Marian Spencer described herself as a fighter. "All people should be equal," she said. "There should be equality, above everything. Given equal opportunity, we all arrive at the same place."
Spencer successfully integrated Coney Island and the YWCA. She was recently named a Lifetime Achiever by Applause! magazine and co-chaired the YWCA's $3.8-million fund-raising campaign in Cincinnati.
"Without difficulties that people met and overcome, we are less strong," Spencer said. "We've had our share."

==Other legal challenges==
In 2004 Marian Spencer and her husband Donald Spencer, initiated litigation seeking to restrain Defendants J. Kenneth Blackwell, in his official capacity as the Secretary of State of Ohio, Intervenor Defendant State of Ohio, the Hamilton County Board of Elections and its Chair Timothy Burke and members Michael Barrett, Todd Ward, Daniel Radford and Director John Williams in their official capacities from discriminating against black voters in Hamilton County, Ohio on the basis of race. The Spencers sought to restrain the Defendants from allowing challengers at the polls in Hamilton County.
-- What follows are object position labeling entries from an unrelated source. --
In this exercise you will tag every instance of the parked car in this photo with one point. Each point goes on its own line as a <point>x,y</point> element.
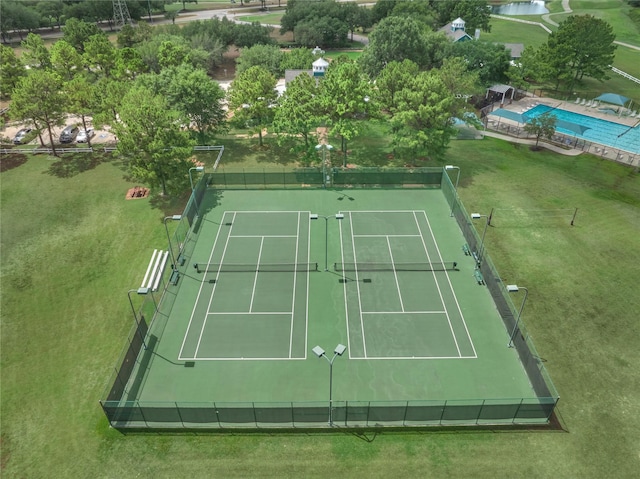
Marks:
<point>69,134</point>
<point>85,135</point>
<point>24,136</point>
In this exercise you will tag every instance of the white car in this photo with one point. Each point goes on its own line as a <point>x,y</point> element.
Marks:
<point>85,135</point>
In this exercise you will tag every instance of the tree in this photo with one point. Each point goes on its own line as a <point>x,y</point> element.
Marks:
<point>394,39</point>
<point>39,98</point>
<point>65,60</point>
<point>251,97</point>
<point>149,136</point>
<point>36,54</point>
<point>12,70</point>
<point>392,79</point>
<point>298,107</point>
<point>582,46</point>
<point>345,99</point>
<point>81,99</point>
<point>77,32</point>
<point>191,92</point>
<point>99,53</point>
<point>541,126</point>
<point>422,124</point>
<point>268,57</point>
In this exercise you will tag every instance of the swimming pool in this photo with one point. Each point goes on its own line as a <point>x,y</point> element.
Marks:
<point>599,131</point>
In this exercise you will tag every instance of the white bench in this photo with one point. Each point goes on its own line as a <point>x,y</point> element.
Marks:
<point>154,270</point>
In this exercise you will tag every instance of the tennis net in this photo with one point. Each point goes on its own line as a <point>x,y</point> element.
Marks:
<point>442,266</point>
<point>249,268</point>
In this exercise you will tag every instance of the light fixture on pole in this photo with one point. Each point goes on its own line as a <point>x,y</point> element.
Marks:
<point>476,216</point>
<point>338,351</point>
<point>324,147</point>
<point>514,288</point>
<point>141,291</point>
<point>174,218</point>
<point>453,167</point>
<point>338,216</point>
<point>195,200</point>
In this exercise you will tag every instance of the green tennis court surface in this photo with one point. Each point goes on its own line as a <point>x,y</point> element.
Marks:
<point>253,299</point>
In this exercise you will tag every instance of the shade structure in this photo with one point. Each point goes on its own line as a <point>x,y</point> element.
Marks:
<point>613,98</point>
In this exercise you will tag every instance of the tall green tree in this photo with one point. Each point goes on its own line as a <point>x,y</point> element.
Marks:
<point>82,99</point>
<point>65,60</point>
<point>149,137</point>
<point>100,54</point>
<point>345,96</point>
<point>12,70</point>
<point>268,57</point>
<point>394,39</point>
<point>391,80</point>
<point>251,98</point>
<point>422,125</point>
<point>35,54</point>
<point>39,98</point>
<point>298,107</point>
<point>582,46</point>
<point>77,32</point>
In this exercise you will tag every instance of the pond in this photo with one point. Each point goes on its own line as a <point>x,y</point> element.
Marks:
<point>535,7</point>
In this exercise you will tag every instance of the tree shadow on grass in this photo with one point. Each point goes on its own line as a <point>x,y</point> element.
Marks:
<point>72,164</point>
<point>11,161</point>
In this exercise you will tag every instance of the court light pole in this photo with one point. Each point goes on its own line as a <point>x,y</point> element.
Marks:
<point>455,188</point>
<point>174,218</point>
<point>324,147</point>
<point>141,291</point>
<point>195,200</point>
<point>514,288</point>
<point>338,216</point>
<point>338,351</point>
<point>477,216</point>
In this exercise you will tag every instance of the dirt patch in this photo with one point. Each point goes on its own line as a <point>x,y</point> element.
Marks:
<point>137,192</point>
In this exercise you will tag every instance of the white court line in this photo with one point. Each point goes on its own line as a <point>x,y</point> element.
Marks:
<point>247,313</point>
<point>306,318</point>
<point>195,304</point>
<point>435,279</point>
<point>382,236</point>
<point>213,291</point>
<point>453,291</point>
<point>255,277</point>
<point>395,274</point>
<point>404,312</point>
<point>293,298</point>
<point>241,359</point>
<point>263,236</point>
<point>344,288</point>
<point>404,358</point>
<point>355,261</point>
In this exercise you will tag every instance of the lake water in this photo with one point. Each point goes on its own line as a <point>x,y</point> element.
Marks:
<point>535,7</point>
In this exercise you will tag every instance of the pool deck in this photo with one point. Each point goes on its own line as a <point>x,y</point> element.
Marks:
<point>507,128</point>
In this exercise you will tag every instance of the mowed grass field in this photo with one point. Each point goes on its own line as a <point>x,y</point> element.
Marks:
<point>72,246</point>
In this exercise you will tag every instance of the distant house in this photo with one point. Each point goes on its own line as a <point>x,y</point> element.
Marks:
<point>319,67</point>
<point>456,31</point>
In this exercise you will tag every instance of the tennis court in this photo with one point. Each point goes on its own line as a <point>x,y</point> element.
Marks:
<point>232,339</point>
<point>399,299</point>
<point>252,301</point>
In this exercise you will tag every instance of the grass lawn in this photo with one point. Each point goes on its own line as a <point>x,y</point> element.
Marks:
<point>72,246</point>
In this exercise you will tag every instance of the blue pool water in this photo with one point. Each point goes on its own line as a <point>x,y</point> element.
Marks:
<point>599,131</point>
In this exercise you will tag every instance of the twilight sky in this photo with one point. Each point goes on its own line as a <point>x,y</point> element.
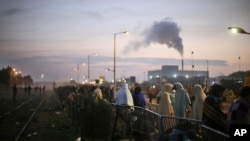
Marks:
<point>51,37</point>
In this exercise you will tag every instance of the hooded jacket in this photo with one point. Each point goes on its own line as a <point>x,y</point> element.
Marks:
<point>182,100</point>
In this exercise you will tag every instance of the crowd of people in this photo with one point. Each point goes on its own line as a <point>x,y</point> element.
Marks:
<point>202,104</point>
<point>199,103</point>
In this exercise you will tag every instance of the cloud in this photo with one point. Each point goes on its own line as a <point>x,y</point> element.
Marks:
<point>164,32</point>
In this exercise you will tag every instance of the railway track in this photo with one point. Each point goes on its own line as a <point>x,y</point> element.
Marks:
<point>14,122</point>
<point>40,117</point>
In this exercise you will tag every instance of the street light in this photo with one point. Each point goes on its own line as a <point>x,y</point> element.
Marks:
<point>238,30</point>
<point>94,54</point>
<point>124,32</point>
<point>108,69</point>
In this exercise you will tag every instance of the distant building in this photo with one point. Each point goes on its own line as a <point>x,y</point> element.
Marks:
<point>171,73</point>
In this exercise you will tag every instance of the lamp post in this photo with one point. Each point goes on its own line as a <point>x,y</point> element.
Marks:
<point>114,70</point>
<point>238,30</point>
<point>192,68</point>
<point>94,54</point>
<point>239,63</point>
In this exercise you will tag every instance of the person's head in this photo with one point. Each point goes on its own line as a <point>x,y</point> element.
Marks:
<point>167,87</point>
<point>137,89</point>
<point>216,90</point>
<point>177,85</point>
<point>245,93</point>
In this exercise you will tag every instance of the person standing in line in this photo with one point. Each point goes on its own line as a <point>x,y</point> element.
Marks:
<point>182,100</point>
<point>197,105</point>
<point>14,89</point>
<point>165,106</point>
<point>124,96</point>
<point>138,97</point>
<point>212,115</point>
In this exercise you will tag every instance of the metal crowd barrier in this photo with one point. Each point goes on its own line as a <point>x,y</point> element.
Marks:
<point>151,126</point>
<point>145,123</point>
<point>209,134</point>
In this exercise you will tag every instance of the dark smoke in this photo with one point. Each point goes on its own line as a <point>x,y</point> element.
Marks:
<point>163,32</point>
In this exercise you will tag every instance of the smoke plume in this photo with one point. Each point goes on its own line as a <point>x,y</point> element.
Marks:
<point>162,32</point>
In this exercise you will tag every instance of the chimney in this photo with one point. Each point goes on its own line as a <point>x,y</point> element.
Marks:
<point>182,64</point>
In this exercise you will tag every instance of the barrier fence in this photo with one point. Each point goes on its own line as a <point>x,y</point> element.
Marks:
<point>144,124</point>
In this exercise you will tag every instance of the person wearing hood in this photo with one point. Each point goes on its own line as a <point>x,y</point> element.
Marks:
<point>197,105</point>
<point>182,100</point>
<point>212,114</point>
<point>124,96</point>
<point>138,97</point>
<point>165,106</point>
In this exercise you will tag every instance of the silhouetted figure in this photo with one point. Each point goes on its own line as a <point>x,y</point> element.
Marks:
<point>14,93</point>
<point>29,90</point>
<point>40,90</point>
<point>25,89</point>
<point>43,89</point>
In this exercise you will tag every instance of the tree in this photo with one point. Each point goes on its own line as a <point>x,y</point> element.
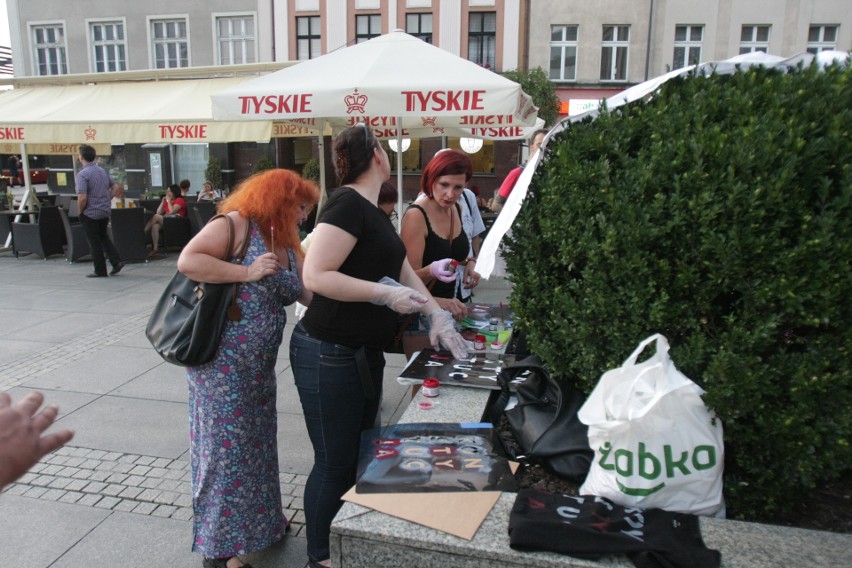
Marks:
<point>536,84</point>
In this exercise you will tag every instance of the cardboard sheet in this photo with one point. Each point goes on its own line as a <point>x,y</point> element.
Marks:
<point>458,514</point>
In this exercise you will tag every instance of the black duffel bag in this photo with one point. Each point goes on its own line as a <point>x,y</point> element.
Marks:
<point>544,421</point>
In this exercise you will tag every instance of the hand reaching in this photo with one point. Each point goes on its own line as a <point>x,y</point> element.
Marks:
<point>444,270</point>
<point>21,440</point>
<point>399,298</point>
<point>443,332</point>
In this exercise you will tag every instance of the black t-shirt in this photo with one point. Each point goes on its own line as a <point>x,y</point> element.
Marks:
<point>378,252</point>
<point>438,248</point>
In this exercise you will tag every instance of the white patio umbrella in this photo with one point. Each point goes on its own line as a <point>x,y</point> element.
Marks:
<point>397,83</point>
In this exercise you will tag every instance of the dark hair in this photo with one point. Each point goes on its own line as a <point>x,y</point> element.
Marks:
<point>353,150</point>
<point>88,153</point>
<point>388,193</point>
<point>445,163</point>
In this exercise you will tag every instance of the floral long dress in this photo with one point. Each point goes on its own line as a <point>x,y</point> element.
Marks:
<point>236,494</point>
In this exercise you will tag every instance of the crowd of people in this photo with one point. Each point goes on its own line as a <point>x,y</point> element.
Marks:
<point>358,279</point>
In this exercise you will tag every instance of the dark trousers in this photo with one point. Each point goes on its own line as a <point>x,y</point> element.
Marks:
<point>336,412</point>
<point>99,243</point>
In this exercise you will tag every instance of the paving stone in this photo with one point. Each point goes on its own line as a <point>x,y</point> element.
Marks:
<point>107,502</point>
<point>164,511</point>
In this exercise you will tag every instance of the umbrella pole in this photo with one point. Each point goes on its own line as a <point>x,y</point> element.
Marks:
<point>399,174</point>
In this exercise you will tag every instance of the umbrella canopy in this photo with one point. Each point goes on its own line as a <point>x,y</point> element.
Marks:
<point>400,85</point>
<point>122,112</point>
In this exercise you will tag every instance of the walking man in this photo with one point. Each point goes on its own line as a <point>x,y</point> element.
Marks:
<point>95,190</point>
Marian and Donald Spencer resided in Avondale, Cincinnati, a predominantly African-American neighborhood. The Spencers were legally registered African American voters who voted in ward 13, precinct H. Marian Spencer estimated that one hundred percent of the voters in her precinct were African American. The Spencers alleged that the Hamilton County Board of Elections and the Hamilton County Republican Party combined to implement a voter challenge system at the polls on Election Day that discriminated against African American voters. The United States District Court For The Southern District Of Ohio Western Division granted the Spencers' motion for a temporary restraining order. US District Court Judge Susan J. Dlott, appointed by President Bill Clinton in 1995, ruled against the Republican plan, noting that there is no need to have voter challengers since Ohio already requires the presence of election judges at precincts in order to avoid voter fraud. Dlott warned in her decision that the Republican plan, if permitted, could cause "chaos, delay, intimidation and pandemonium inside the polls and in the lines outside the door." She noted "that 14 percent of new voters in a majority white location will face a challenger… but 97 percent of new voters in a majority African American voting location will see such a challenger." Dlott also said that the law permitting challengers did not sufficiently protect citizens' fundamental right to vote. The Spencers were represented by Cincinnati attorney Alphonse Gerhardstein.

== Personal life ==
In 1940, Spencer married Donald Andrew Spencer Sr., a Cincinnati teacher and real estate broker. They had two sons. The family lived in the Avondale neighborhood. She died at the age of 99 on July 9, 2019.